The group posted on its Indiegogo page that it hopes to engineer a new website to collect breaking reports and blog posts from the best independent reporters online. They also plan to provide feeds for citizen journalists who can livestream breaking events.
Finally, I wanted to talk about some of the mistakes and outlets who covered the Boston bombing and Friday’s manhunt.
The mistakes began on Wednesday when CNN and several other outlets, including The Associated Press, falsely reported that an arrest had been made. The New York Post was also criticized for its front page of two men with the headline “BAG MEN: Feds seek these two pictured at Boston Marathon.”
As journalists, our job is to educate people with facts that are necessary for their daily lives. Have we forgotten about educating our readers and become too focused on beating a competitor on social media? If so, I worry about this industry and its future.
Social media is very valuable and can be used in so many ways to crowd source information, ask for participation and deliver breaking news alerts.
My fear is that we’ve given into our fast-paced society and feel like we have to report something new, even if it doesn’t appear to be accurate.
I also worry about our readers. According to Scott Maier, a journalism professor at the University of Oregon who has researched reporting mistakes, the public is “pretty understanding” of errors as long as a news outlet owns up to them.
“The research shows that people who [are sources of] the news media know the media won’t get it all right all the time. There’s an expectation that when news is fast-breaking and unfolding that reporters won’t always have it right.
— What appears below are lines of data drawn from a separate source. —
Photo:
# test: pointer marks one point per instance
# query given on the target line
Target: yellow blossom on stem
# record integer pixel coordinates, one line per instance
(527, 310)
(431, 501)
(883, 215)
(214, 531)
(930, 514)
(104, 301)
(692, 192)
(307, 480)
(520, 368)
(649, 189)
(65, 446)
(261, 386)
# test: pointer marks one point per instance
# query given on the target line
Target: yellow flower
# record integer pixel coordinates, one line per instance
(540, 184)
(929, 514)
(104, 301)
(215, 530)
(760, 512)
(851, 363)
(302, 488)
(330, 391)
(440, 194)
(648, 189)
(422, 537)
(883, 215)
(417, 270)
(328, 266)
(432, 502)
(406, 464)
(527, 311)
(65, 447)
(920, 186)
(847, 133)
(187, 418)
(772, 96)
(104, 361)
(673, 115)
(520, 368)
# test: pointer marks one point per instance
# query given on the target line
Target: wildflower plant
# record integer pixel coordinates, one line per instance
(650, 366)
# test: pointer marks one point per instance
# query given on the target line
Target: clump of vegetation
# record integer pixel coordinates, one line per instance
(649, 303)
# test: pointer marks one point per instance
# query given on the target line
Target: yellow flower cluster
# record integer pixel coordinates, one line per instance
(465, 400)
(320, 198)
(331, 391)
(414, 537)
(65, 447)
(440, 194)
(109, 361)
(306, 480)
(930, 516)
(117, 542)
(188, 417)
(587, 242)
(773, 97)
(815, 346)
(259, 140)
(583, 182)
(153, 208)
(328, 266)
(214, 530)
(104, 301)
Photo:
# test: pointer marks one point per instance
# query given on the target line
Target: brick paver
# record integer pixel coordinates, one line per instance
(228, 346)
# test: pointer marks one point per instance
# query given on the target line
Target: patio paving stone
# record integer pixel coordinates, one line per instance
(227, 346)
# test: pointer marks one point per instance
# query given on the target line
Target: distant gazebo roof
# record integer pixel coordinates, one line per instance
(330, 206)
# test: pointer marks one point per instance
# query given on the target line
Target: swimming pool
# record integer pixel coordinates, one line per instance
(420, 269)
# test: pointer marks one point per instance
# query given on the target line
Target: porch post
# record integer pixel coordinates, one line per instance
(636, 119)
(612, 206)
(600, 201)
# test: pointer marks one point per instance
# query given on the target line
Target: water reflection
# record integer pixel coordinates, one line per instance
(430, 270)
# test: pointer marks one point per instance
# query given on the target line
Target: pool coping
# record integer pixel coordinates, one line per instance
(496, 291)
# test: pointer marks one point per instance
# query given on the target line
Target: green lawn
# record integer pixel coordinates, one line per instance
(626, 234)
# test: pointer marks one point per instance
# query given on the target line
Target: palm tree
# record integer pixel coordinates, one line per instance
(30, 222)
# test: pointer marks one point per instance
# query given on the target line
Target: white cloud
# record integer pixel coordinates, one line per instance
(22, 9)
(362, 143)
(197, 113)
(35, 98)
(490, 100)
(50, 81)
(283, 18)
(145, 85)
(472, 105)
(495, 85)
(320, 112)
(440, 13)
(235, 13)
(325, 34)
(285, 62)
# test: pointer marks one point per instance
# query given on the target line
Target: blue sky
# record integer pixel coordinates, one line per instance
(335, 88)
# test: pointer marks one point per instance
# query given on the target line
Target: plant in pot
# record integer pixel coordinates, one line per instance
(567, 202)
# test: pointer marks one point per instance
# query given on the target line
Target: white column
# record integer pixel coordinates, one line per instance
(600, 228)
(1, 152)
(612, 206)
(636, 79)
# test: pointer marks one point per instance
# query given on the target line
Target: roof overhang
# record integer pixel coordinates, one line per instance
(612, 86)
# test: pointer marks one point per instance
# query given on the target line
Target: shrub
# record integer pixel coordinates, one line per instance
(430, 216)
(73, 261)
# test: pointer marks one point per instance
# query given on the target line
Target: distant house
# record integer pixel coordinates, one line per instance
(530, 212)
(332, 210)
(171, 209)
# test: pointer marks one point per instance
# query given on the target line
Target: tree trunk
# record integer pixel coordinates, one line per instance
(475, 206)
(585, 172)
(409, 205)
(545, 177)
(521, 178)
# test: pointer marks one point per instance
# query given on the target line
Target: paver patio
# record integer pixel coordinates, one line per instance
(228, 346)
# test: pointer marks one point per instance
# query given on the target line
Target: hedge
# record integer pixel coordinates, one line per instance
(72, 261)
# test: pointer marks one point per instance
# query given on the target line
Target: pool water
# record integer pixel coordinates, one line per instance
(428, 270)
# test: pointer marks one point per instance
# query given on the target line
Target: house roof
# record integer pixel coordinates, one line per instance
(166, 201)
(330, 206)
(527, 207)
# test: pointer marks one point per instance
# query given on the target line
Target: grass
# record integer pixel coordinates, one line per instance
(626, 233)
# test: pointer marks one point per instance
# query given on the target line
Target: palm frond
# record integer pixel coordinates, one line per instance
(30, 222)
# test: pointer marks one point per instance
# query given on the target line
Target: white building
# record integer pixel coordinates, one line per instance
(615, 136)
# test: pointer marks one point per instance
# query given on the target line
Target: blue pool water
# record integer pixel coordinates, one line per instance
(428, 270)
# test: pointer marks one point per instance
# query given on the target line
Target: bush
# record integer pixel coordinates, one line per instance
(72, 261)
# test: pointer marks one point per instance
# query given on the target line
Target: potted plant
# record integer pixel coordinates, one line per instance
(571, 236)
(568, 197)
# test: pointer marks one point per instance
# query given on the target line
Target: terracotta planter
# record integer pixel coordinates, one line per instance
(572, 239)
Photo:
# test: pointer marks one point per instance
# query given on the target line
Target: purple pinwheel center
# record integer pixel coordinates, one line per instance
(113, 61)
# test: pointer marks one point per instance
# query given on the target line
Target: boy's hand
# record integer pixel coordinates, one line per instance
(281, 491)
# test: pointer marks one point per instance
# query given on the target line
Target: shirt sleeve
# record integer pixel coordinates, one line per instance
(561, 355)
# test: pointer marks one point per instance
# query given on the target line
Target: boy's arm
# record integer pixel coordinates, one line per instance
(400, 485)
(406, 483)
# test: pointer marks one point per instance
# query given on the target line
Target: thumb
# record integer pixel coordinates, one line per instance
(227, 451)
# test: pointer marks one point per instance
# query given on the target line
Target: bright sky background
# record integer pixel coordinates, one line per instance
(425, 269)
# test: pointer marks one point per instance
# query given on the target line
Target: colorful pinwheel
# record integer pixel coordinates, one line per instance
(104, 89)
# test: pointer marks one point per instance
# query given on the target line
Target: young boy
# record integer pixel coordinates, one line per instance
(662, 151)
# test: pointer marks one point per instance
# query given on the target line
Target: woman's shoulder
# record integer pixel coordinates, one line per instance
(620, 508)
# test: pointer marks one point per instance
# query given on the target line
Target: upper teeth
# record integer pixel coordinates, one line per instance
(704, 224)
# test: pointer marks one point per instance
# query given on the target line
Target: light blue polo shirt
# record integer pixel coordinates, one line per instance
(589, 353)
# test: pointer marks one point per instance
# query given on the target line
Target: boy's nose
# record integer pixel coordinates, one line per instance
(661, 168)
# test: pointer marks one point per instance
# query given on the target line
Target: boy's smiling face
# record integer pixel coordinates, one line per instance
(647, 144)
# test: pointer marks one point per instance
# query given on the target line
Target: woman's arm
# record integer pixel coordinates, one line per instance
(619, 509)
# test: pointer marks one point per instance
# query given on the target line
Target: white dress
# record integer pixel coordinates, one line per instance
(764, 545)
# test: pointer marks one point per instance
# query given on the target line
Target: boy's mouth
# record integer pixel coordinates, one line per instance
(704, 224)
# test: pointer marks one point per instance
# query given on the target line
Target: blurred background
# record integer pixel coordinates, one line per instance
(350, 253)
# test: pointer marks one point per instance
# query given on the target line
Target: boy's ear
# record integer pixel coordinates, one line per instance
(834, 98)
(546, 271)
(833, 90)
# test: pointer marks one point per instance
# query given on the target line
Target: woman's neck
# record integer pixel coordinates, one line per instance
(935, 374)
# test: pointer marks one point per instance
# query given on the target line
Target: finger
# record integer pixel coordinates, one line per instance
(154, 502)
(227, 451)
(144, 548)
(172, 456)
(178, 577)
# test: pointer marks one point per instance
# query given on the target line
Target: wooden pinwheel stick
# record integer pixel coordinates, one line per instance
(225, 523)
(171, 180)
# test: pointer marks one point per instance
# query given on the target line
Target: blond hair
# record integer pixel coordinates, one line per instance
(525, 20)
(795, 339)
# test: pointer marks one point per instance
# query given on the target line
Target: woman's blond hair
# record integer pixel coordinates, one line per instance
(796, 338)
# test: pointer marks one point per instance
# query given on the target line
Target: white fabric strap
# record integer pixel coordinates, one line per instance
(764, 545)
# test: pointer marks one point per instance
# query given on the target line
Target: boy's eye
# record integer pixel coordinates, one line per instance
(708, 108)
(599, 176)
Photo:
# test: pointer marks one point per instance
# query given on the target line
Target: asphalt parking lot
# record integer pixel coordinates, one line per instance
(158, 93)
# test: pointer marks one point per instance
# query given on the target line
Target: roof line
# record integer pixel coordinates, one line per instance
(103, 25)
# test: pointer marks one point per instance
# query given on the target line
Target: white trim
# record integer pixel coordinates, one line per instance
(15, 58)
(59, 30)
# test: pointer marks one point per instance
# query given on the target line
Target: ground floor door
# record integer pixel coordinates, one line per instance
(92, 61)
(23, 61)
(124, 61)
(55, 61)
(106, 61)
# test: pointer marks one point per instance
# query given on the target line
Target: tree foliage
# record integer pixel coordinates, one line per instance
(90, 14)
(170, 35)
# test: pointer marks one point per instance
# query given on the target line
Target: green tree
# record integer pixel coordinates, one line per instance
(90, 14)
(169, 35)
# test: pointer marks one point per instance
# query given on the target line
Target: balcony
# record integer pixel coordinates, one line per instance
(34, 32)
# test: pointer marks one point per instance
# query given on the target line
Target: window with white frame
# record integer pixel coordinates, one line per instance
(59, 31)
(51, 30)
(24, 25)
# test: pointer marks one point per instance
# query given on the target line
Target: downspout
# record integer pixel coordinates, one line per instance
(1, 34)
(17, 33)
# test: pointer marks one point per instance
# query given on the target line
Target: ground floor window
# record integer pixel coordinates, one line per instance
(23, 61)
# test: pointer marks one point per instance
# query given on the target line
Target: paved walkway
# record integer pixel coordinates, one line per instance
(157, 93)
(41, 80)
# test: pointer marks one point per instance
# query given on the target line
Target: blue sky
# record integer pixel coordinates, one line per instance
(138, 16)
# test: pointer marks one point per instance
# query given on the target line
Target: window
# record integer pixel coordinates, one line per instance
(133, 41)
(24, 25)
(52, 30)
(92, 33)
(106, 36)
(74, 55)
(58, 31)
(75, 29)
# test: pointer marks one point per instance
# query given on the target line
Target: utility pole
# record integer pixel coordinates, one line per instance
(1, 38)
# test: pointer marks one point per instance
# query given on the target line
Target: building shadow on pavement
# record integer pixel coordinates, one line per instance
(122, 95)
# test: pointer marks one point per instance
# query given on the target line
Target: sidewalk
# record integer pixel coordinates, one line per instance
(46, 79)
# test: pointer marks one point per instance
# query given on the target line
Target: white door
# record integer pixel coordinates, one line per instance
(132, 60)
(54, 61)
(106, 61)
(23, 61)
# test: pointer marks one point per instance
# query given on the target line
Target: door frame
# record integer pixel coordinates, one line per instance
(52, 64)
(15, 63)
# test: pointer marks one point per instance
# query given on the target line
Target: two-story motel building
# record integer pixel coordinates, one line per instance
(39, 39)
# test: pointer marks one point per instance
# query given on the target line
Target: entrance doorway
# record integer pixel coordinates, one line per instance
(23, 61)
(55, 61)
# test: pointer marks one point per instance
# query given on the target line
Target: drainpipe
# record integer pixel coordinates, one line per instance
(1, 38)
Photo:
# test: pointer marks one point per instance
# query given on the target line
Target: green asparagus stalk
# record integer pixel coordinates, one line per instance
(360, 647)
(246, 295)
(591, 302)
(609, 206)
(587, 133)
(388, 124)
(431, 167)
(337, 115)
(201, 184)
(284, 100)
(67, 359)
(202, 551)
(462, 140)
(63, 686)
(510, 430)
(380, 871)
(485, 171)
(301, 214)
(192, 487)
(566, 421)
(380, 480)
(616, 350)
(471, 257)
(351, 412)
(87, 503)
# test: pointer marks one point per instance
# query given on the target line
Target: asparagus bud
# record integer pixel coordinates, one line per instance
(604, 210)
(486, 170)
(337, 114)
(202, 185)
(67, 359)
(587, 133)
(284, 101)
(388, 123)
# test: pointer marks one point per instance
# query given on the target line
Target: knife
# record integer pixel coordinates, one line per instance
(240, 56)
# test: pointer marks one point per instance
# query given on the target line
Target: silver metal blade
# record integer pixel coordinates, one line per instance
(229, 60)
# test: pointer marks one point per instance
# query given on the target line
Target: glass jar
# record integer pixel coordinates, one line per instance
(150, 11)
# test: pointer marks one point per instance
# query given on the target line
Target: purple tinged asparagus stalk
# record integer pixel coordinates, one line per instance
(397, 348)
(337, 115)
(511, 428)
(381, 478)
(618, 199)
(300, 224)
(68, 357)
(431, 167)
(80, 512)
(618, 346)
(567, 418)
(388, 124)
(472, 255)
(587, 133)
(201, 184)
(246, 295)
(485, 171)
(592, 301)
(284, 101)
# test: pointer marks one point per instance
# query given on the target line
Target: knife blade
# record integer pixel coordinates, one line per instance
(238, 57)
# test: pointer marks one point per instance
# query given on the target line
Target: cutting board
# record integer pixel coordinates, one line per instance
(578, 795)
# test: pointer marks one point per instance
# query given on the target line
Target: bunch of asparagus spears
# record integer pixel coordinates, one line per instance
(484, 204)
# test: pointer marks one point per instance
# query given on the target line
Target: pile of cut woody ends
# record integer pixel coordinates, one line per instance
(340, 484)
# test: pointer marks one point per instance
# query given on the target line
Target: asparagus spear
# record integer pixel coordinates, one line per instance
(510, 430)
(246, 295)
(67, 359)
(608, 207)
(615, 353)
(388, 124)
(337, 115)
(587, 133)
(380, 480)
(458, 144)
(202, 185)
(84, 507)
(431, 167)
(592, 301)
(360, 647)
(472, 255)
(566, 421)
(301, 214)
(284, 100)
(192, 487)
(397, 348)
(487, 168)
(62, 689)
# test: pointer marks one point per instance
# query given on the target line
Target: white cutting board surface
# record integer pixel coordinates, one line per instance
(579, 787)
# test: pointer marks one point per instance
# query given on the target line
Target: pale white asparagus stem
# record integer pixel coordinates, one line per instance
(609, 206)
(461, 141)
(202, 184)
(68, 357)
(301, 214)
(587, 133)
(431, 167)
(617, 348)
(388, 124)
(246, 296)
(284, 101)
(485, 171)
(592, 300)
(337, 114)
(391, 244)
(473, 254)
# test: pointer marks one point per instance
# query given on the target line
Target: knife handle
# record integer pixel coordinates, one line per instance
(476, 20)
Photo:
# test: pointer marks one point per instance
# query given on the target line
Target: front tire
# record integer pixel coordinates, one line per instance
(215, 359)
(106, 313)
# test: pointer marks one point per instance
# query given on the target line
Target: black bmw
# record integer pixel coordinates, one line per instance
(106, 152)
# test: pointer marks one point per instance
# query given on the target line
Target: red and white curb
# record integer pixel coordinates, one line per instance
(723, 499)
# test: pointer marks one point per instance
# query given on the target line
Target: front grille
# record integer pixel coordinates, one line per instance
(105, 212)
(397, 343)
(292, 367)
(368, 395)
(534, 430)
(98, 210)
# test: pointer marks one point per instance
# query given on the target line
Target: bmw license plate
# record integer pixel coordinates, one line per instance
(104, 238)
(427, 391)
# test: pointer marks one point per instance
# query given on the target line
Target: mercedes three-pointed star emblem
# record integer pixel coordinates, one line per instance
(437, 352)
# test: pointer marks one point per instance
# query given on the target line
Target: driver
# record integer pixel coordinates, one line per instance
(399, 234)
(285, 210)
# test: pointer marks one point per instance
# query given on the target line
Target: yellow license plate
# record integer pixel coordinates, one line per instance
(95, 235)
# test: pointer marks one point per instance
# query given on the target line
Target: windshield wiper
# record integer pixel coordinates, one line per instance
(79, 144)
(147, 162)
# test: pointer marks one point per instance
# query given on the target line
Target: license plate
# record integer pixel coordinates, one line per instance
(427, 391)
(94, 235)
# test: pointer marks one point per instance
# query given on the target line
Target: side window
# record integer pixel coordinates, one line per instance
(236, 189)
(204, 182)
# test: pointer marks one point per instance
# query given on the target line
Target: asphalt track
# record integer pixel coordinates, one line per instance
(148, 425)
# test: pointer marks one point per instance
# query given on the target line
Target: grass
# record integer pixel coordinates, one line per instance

So why read breaking news at all if it’s not even expected to be correct? Do we do it for social currency? Are we so obsessed with one-upping a friend or neighbor on a subject, that we have to know what’s going on every second in a breaking situation?
Of course, there has to be a balance. Readers want information as quickly as they can get it, which means new outlets can’t wait to tell them in tomorrow’s newspaper. They have to step up to the digital plate and give them details in real time; however, doing so could mean giving them false information.
What’s the solution? I want to hear from you. Do you think the news industry moves too quickly on stories? Or do you think they’re still behind when it comes to online updates?
How can we prevent these types of mistakes in the future? Waiting 20 more minutes before posting to allow several editors to take a look? Verify reports through more than one source?